A/B Test Prompts
This recipe walks through running a prompt A/B test end-to-end: creating template versions, splitting traffic, collecting scores, and determining a statistically significant winner.
Prerequisites
- A 2Signal project with the Python or TypeScript SDK installed
- A prompt template with at least two versions
Step 1: Create Prompt Versions
In Prompt Templates, create or select a template. Push two versions:
# Version 1 — concise style
You are a helpful customer support agent. Answer the user's question in 1-2 sentences.
# Version 2 — detailed style
You are a helpful customer support agent. Answer the user's question thoroughly.
Include relevant details, links to documentation, and next steps.Step 2: Create an A/B Test
Go to A/B Tests → Create. Link each prompt version as a variant and set traffic weights:
Test: "Support Prompt Style Test"
Variant A: Version 1 (concise) — Weight: 50
Variant B: Version 2 (detailed) — Weight: 50Weights must sum to 100. Click Start to begin the test.
Step 3: Integrate with Your Agent
import twosignal
client = twosignal.TwoSignal(api_key="your-key")
# Get the variant for this request
variant = client.get_ab_test_variant("Support Prompt Style Test")
# Use the variant's prompt content
prompt = variant["content"]
# ... call your LLM with this prompt ...
# Record a quality score (e.g., from an evaluator or user feedback)
client.record_ab_test_score(
variant_id=variant["variant_id"],
score=0.9 # 0-1 scale
)The SDK calls GET /api/v1/ab-test?name=... to get the variant and POST /api/v1/ab-test to record scores. Variant selection is weighted random — 50/50 in this example.
Step 4: Monitor Results
Open the test detail page in the dashboard. You'll see:
- KPI cards — Total impressions, mean score, score count per variant
- Performance table — Side-by-side comparison of variants
- Statistical significance panel — Welch's t-test results with p-value, 95% CI, and winner recommendation
Step 5: Auto-Complete
The test auto-completes when:
- All variants have at least 30 scores
- Statistical significance is reached (p < 0.05)
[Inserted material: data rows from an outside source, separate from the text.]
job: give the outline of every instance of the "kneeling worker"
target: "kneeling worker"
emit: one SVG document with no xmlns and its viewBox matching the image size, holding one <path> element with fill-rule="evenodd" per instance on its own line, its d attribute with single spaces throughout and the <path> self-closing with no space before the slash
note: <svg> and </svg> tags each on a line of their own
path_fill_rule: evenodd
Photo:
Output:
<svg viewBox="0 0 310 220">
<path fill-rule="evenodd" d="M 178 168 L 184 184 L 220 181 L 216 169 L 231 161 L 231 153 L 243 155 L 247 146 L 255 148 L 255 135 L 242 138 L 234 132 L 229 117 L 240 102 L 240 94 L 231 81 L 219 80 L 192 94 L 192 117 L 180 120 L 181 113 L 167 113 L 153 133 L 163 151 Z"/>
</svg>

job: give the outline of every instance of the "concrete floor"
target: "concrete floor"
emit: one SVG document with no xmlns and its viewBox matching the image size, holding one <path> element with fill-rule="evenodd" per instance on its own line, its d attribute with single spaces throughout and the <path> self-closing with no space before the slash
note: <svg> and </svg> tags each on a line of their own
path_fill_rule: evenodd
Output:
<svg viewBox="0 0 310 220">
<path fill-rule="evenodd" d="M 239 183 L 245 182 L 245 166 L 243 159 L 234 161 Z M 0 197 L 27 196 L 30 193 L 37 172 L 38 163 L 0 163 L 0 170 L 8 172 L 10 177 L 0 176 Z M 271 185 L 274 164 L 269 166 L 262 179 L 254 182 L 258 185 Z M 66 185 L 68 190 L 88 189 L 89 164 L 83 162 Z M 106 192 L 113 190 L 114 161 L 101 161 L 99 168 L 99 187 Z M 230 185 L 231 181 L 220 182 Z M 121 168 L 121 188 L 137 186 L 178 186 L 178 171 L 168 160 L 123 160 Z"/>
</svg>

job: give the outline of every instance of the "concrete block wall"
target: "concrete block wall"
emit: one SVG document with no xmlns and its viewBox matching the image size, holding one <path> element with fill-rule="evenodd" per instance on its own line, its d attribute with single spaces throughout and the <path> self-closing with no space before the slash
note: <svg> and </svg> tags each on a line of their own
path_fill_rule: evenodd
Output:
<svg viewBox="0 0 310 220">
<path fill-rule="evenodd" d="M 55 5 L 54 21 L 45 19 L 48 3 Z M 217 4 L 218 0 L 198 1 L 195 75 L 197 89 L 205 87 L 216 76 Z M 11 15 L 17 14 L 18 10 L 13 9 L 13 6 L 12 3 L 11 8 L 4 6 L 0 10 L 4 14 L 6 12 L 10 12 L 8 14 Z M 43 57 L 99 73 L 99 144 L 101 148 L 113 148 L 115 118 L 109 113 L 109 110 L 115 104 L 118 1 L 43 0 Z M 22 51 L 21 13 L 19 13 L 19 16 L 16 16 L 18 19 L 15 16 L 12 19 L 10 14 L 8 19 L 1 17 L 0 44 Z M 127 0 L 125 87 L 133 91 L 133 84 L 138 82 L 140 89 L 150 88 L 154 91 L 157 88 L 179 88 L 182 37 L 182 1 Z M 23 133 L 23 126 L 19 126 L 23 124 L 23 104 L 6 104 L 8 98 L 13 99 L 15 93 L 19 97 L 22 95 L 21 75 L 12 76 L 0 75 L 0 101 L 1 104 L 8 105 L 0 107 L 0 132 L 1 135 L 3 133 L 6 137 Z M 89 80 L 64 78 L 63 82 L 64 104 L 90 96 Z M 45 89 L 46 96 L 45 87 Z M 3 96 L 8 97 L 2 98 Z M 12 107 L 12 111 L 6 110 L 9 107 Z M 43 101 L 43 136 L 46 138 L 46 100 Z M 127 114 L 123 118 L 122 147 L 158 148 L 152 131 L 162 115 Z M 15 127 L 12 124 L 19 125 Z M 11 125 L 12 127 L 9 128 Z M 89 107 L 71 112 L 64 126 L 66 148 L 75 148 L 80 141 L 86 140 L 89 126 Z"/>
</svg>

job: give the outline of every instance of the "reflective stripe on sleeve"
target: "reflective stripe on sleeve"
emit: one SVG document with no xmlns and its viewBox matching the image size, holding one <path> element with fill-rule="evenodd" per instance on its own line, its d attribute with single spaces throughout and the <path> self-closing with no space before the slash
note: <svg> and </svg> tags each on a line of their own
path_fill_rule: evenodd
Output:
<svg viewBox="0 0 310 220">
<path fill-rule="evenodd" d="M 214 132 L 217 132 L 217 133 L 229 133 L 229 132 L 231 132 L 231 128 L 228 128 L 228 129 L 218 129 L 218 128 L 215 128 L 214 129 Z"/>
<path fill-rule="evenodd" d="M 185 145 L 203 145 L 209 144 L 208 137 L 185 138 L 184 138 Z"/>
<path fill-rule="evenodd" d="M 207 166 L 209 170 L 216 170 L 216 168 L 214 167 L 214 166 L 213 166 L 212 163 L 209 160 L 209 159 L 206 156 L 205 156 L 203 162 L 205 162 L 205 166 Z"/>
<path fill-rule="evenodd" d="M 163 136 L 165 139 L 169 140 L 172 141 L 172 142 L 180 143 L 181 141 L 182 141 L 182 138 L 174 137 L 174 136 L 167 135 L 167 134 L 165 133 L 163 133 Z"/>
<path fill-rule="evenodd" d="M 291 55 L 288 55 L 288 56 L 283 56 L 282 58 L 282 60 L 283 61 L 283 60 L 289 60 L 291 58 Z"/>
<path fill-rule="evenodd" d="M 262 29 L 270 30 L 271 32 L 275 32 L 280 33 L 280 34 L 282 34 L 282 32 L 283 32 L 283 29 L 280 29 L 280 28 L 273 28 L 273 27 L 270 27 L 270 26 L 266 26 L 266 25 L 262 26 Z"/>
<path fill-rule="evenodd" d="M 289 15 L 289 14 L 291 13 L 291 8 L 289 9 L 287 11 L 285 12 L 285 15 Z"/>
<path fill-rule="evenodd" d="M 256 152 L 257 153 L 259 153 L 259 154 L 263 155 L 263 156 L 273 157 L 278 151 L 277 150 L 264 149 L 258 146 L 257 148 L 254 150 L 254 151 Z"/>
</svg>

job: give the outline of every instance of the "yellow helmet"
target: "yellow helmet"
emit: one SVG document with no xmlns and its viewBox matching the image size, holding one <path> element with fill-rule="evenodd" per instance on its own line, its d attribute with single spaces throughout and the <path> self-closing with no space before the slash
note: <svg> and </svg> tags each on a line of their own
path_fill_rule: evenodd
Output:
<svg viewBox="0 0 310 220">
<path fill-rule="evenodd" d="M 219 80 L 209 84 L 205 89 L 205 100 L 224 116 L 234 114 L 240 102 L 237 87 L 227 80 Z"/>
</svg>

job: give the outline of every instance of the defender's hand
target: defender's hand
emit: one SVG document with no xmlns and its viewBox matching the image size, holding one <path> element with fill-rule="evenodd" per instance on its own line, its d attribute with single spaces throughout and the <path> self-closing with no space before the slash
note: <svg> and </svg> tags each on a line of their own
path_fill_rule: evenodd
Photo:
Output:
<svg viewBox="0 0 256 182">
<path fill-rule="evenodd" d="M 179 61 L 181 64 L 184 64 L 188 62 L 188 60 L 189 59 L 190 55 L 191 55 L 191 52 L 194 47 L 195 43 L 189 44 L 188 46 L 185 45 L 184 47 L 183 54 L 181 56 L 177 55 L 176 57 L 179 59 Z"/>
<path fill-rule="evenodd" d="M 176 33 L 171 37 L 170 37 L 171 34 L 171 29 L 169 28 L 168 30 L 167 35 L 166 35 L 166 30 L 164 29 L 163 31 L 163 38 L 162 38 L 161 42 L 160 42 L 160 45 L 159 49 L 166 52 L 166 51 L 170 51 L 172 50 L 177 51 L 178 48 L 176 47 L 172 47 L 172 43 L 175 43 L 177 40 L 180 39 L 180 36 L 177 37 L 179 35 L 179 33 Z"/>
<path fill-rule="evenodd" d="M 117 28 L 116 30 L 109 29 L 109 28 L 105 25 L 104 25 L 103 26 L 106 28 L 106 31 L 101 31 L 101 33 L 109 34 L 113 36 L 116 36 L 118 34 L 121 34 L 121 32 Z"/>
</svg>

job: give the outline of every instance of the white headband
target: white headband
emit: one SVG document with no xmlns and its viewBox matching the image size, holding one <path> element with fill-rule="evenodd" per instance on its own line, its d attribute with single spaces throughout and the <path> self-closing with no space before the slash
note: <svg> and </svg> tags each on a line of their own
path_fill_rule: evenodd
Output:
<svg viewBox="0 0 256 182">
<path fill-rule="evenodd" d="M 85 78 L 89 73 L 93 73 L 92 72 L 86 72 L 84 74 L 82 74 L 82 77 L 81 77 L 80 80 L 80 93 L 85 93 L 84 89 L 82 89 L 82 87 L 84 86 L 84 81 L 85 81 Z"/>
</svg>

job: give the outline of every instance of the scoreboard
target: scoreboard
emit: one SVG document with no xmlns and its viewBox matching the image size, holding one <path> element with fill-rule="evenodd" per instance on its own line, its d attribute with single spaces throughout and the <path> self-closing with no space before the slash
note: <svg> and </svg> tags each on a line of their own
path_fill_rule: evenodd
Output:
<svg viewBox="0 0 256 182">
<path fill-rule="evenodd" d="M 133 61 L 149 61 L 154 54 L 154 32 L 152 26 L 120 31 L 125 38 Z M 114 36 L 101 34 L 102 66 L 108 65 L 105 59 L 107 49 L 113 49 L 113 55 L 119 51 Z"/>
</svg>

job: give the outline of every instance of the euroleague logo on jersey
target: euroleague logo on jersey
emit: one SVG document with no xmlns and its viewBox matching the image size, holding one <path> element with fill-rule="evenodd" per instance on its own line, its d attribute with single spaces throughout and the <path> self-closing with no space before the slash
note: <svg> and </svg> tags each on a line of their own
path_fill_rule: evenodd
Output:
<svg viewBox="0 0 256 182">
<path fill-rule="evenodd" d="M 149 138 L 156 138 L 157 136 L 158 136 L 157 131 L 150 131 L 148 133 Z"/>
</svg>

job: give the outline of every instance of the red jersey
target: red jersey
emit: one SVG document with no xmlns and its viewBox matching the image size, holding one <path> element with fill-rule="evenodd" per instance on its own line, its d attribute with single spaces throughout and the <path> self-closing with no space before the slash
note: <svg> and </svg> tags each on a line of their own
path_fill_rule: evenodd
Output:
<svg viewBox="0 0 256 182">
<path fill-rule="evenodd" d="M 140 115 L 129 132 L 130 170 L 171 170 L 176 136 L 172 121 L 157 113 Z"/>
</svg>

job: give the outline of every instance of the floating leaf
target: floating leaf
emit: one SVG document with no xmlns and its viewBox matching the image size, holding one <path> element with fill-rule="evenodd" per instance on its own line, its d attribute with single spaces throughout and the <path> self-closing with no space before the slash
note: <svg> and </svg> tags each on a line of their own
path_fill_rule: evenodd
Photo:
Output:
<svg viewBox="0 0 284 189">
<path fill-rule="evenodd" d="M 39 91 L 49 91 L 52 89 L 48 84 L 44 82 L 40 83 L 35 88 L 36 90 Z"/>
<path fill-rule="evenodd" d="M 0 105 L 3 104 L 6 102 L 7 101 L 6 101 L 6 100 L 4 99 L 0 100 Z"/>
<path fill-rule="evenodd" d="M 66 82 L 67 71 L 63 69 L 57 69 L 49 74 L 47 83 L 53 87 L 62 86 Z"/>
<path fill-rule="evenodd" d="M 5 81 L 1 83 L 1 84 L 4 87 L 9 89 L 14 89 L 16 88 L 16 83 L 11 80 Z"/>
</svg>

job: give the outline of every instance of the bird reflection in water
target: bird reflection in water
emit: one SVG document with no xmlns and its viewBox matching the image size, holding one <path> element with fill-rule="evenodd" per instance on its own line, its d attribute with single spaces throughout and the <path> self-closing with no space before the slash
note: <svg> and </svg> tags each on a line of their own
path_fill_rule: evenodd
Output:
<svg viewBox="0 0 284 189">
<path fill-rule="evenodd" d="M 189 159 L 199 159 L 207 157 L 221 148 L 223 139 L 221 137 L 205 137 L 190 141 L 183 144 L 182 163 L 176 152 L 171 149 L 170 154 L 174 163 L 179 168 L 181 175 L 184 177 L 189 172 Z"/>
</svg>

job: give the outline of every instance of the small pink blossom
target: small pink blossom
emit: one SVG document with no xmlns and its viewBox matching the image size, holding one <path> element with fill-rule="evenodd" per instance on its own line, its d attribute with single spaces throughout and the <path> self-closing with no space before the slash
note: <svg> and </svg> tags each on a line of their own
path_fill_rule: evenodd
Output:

You can also manually stop or complete the test at any time. Once complete, update your prompt template to use the winning version.
Tips
- Use consistent scoring — if you use LLM Judge scores, make sure the same evaluator prompt and model are used throughout the test.
- Run tests for at least 100 scores per variant for reliable results. The 30-score minimum is for auto-complete, not for confidence.
- Test one variable at a time. If you change both the system prompt and the temperature, you won't know which caused the difference.